Staatstrojaner: Ferrari oder Kampfdrohne?

Liebe Trojaner-Befürworter

Ihr behauptet, der Staatstrojaner sei «unerlässlich». Die Polizei müsse mit dem aktuellen Stand der Technik mithalten, schliesslich verfolge man einen Ferrari auch nicht mit einem Döschwo.

Ziemlich unklug von euch, solche Dinge zu behaupten. Und ich sag euch gleich warum.

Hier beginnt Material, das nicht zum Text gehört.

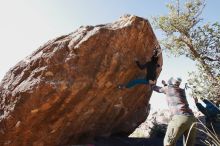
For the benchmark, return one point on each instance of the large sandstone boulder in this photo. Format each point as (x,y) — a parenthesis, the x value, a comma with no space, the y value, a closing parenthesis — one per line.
(66,91)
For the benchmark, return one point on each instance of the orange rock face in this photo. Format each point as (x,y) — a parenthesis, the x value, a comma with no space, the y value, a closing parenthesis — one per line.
(66,91)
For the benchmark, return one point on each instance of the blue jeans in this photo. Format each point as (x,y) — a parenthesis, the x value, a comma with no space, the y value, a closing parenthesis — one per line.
(134,82)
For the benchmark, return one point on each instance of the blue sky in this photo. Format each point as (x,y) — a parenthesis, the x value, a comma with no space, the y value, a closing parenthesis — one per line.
(27,24)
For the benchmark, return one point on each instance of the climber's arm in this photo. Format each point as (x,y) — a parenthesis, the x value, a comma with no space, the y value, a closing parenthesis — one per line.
(201,108)
(141,66)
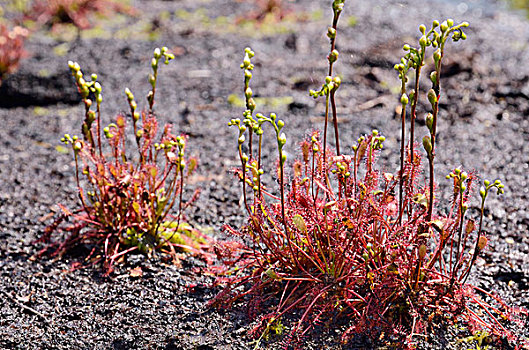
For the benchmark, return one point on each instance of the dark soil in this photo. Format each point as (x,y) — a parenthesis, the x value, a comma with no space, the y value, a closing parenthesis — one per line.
(484,126)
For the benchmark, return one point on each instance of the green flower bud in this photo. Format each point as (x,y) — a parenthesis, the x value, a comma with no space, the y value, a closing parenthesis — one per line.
(282,139)
(433,77)
(429,121)
(248,93)
(333,56)
(404,99)
(129,94)
(331,33)
(432,97)
(437,55)
(427,144)
(251,104)
(423,41)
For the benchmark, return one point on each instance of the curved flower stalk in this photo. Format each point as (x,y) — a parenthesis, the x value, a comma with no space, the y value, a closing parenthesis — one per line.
(357,253)
(128,198)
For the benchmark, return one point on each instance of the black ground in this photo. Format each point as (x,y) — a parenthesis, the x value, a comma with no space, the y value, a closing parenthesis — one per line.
(484,126)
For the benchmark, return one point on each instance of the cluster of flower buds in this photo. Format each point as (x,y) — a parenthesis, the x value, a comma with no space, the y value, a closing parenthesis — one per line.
(11,48)
(169,146)
(157,55)
(85,87)
(77,144)
(107,130)
(377,142)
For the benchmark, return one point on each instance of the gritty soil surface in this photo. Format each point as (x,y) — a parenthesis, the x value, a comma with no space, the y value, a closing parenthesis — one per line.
(484,126)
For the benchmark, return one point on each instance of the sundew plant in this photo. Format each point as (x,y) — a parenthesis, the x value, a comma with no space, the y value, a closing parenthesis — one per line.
(345,242)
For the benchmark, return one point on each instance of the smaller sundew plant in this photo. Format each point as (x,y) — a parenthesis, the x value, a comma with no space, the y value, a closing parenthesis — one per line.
(77,12)
(337,244)
(127,197)
(11,49)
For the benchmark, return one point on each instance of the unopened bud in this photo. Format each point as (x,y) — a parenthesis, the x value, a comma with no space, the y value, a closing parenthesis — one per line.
(432,97)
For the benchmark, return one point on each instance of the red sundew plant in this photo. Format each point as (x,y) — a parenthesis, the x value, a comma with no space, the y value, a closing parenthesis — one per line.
(127,198)
(11,49)
(337,244)
(51,12)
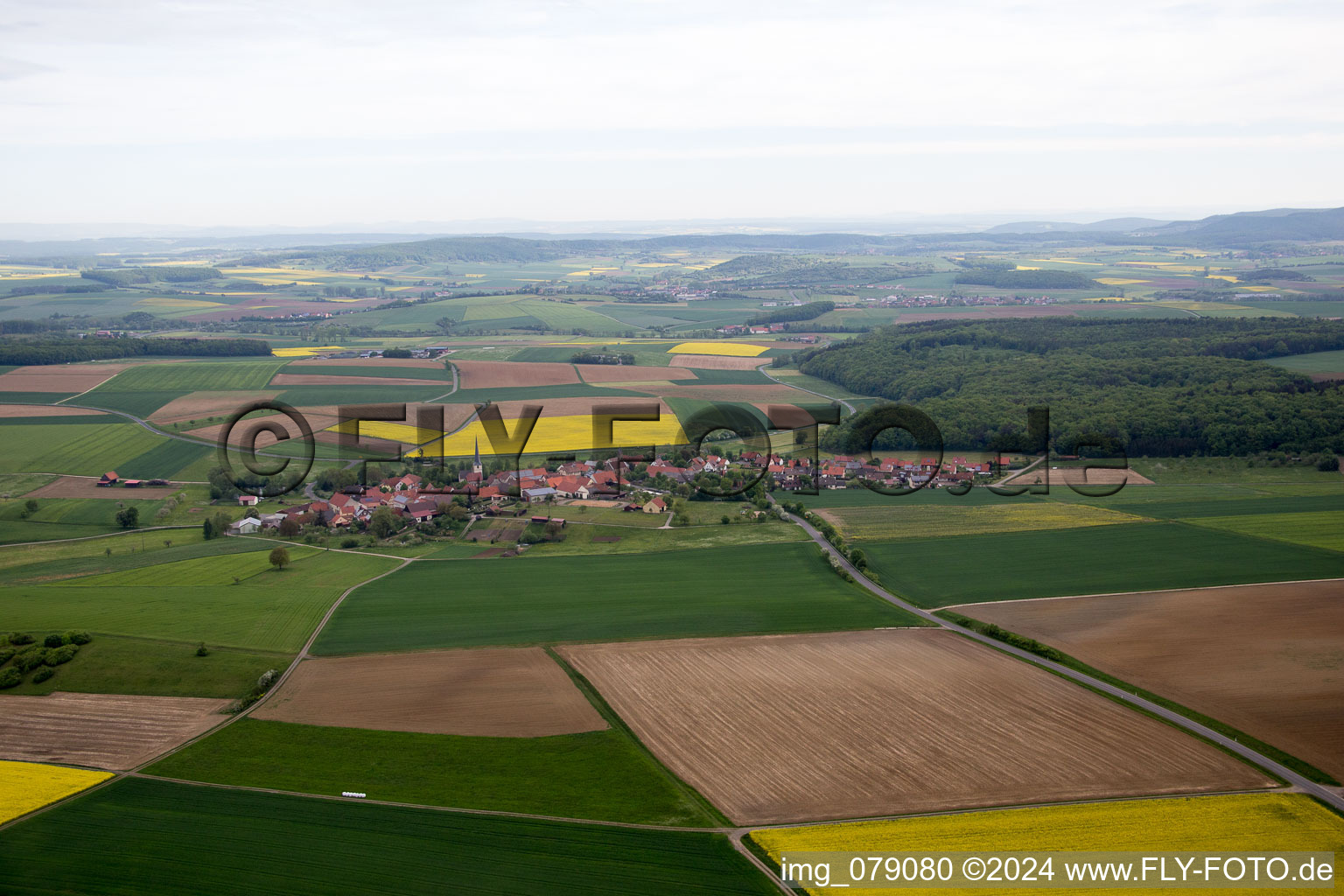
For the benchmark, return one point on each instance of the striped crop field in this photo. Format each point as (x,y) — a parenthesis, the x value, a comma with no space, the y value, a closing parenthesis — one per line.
(1261,822)
(30,785)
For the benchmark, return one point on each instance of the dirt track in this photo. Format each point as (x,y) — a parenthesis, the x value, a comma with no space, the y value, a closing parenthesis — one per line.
(1265,659)
(489,692)
(837,725)
(102,731)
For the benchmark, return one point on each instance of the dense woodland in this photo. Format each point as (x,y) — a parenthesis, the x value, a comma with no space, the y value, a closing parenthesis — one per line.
(1156,387)
(65,351)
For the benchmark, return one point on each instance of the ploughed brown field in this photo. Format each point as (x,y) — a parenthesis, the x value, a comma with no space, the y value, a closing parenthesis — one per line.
(870,723)
(58,378)
(1265,659)
(87,486)
(512,692)
(100,730)
(503,374)
(632,374)
(42,410)
(718,361)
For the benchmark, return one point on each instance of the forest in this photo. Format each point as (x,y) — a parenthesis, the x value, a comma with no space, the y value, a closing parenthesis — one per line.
(1153,387)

Erstens: Bei Verfolgungen ist für die Polizei oberste Maxime: Keine Gefährdung Dritter! Lieber lässt man einen Ferrari entwischen, als dass man das Leben von Passanten gefährdet. Was aus guten Gründen auf der Strasse gilt, sollte auch im Internet gelten: Keine Gefährdung Dritter! Genau das macht aber der Einsatz des Trojaners. Der Trojaner nutzt nämlich Sicherheitslücken aus. Der Staat hat dann kein Interesse mehr, dass Sicherheitslücken geschlossen werden, denn das würde den Trojaner unbrauchbar machen. Deshalb meldet er ihm bekannte Sicherheitslücken auch nicht mehr den Softwareherstellern und fördert so Angriffe von Kriminellen auf Unternehmen und Privatpersonen, wie z.B. aktuell der Ruag-Hack oder die Erpresser-Trojaner. Er setzt Wirtschaft und Gesellschaft einer Gefahr aus, die durch die Verfolgung nicht zu rechtfertigen ist. Setzt eine verantwortungsvolle Polizei Ferraris für wilde Ferrari-Verfolgungsjagden ein? Eben.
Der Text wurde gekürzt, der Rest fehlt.